The brilliant Mindy Kaling in her book, “Is Everyone Hanging Out Without Me??” does a funny riff on the Seven Rom-Com Archetypes. Over the last two years I have been writing a Rom-Com, “The Billionairess”. My screenplay is inspired by “The Millionairess”. When I went to see the movie "Nine" I was struck by the resemblance of Sophia Loren and Penelope Cruz. I loved the movie by the way. ...When I left the movie theater I sat in Starbucks and sketched out a film idea I had inspired by the George Bernard Shaw play "The Millionairess". While I was writing I thought about the archetypes I hoped to break and the ones I love. My heroine is very modern businesswoman. “The Billionairess” has her own jet, runs several corporations, lives at 740 Park Avenue and turns a rundown Chinatown café into an upscale boutique hotel in a New York minute. She has the best of everything. I like flipping the romance formula to be between a rich powerful woman and a poor independent man.
I would like Epifania to be a woman of color. According to Forbes magazine, the richest man in the world is Mexican Carlos Heidi Slim whos net worth is $69 billion dollars . My ideal leading lady would be Halle Berry, Penelope Cruz or Salma Hayek. Each actress is delicious in her own way but all three are beautiful, sexy, funny and smart. The actresses having an Oscar win or nomination adds a touch of class.
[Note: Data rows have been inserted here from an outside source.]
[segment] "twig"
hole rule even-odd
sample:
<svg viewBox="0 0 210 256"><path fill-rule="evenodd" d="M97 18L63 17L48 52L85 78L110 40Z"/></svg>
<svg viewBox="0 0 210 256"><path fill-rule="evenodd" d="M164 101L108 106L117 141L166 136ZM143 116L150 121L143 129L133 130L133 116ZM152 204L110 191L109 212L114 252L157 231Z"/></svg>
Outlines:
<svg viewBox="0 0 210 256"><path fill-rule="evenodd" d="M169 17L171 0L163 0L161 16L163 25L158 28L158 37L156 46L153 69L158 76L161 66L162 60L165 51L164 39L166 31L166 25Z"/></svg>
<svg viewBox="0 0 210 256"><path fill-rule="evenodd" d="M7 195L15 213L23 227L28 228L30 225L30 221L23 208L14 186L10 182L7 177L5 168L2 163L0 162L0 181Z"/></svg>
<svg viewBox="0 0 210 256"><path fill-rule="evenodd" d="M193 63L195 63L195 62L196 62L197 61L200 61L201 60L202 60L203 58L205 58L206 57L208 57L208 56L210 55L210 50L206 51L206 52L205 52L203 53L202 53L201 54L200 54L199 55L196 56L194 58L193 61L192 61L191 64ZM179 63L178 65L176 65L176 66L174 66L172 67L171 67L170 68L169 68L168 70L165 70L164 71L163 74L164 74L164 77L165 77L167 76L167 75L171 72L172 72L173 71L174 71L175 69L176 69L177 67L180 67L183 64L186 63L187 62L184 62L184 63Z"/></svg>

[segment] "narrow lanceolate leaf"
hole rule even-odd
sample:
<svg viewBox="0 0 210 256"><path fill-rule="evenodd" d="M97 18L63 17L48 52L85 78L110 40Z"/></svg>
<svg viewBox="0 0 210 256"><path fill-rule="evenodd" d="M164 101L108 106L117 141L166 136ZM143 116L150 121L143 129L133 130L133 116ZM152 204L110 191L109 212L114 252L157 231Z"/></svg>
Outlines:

I have thought a moment or two about my favorite romantic leading men. Boris Kodjoe, Gil Marini, Joe Mangianello and Adam Rodriquez. If the leading men are not panty creamer’s it doesn’t work. The first charge a producer should make to the casting director of his or her Rom-Com film, “Don’t bring me men. Bring me giants”. Cynthia Heimel sums it up nicely in “Girls Guide to Chaos”. "All women are either girls, women, or men. And all men are either men, boys, or hairdressers [...]”
Speaking of archetypes why are Indian men always cast as geeks, manservants’ or sidekicks in mainstream movies?
The challenge in writing the Rom-Com is to solve a romantic dilemma and take the audience on the fantastic unpredictable journey along the way. To quote Westley from “The Princess Bride”, “This is true love – you think this happens every day?”